Fabian Hugelshofer wrote:
Patrick McHardy wrote:
Fabian Hugelshofer wrote:
Again most of the time is spent in the kernel. Memory and skb
operations are accounted there. I suspect that they cause the most
overhead.
Do you plan to dig deeper into optimising the non-optimal parts? I
consider myself not to have enough understanding to do it myself.
The first thing to try would be to use sane allocation sizes
for the event messages. This patch doesn't implement it properly
(uses probing), but should be enough to test whether it helps.
Thanks a lot. This patch already decreased the CPU usage for ctevtest
from 85% to 44%. Sweet...
Nice. Now we just need to do it properly :)
I created a new callgraph profile which you find attached to this mail.

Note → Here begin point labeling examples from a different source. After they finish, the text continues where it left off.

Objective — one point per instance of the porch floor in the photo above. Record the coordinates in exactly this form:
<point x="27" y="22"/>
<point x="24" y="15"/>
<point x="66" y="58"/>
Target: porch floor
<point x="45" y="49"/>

Let's have a look at two parts:
First:
2055 2.7205 ctnetlink_conntrack_event
2378 21.6201 nla_put
2181 19.8291 nfnetlink_send
2055 18.6835 ctnetlink_conntrack_event [self]
1250 11.3647 __alloc_skb
955 8.6826 ipv4_tuple_to_nlattr
752 6.8370 nf_ct_port_tuple_to_nlattr
321 2.9184 __memzero
220 2.0002 nfnetlink_has_listeners
177 1.6092 nf_ct_l4proto_find_get
155 1.4092 __nla_put
116 1.0546 nf_ct_l3proto_find_get
82 0.7455 module_put
70 0.6364 nf_ct_l4proto_put
66 0.6001 nf_ct_l3proto_put
60 0.5455 nlmsg_notify
43 0.3909 netlink_has_listeners
42 0.3819 __kmalloc
37 0.3364 kmem_cache_alloc
26 0.2364 __nf_ct_l4proto_find
13 0.1182 __irq_svc
nf_conntrack_event is now one of the first functions listed. Do you see
other ways of improving performance?
For some members doing in-place message construction instead of
copying the data might help, but I couldn only spot few only
used rarely.
The module reference stuff (module_put/nf_ct_*_find_get etc)
is clearly superfluous, this runs in packet processing context
and shouldn't use module references but RCU.
Second:
33 2.4775 __nf_ct_ext_add
63 4.7297 dev_hard_start_xmit
65 4.8799 sock_recvmsg
77 5.7808 netif_receive_skb
92 6.9069 __nla_put
96 7.2072 nf_conntrack_alloc
199 14.9399 nf_conntrack_in
246 18.4685 skb_copy
427 32.0571 nf_ct_invert_tuplepr
1793 2.3737 __memzero
1793 100.000 __memzero [self]
Is the zeroing of the inverted tuple in nf_ct_invert_tuple really
required? As far as I can see all fields are set by the subsequent code.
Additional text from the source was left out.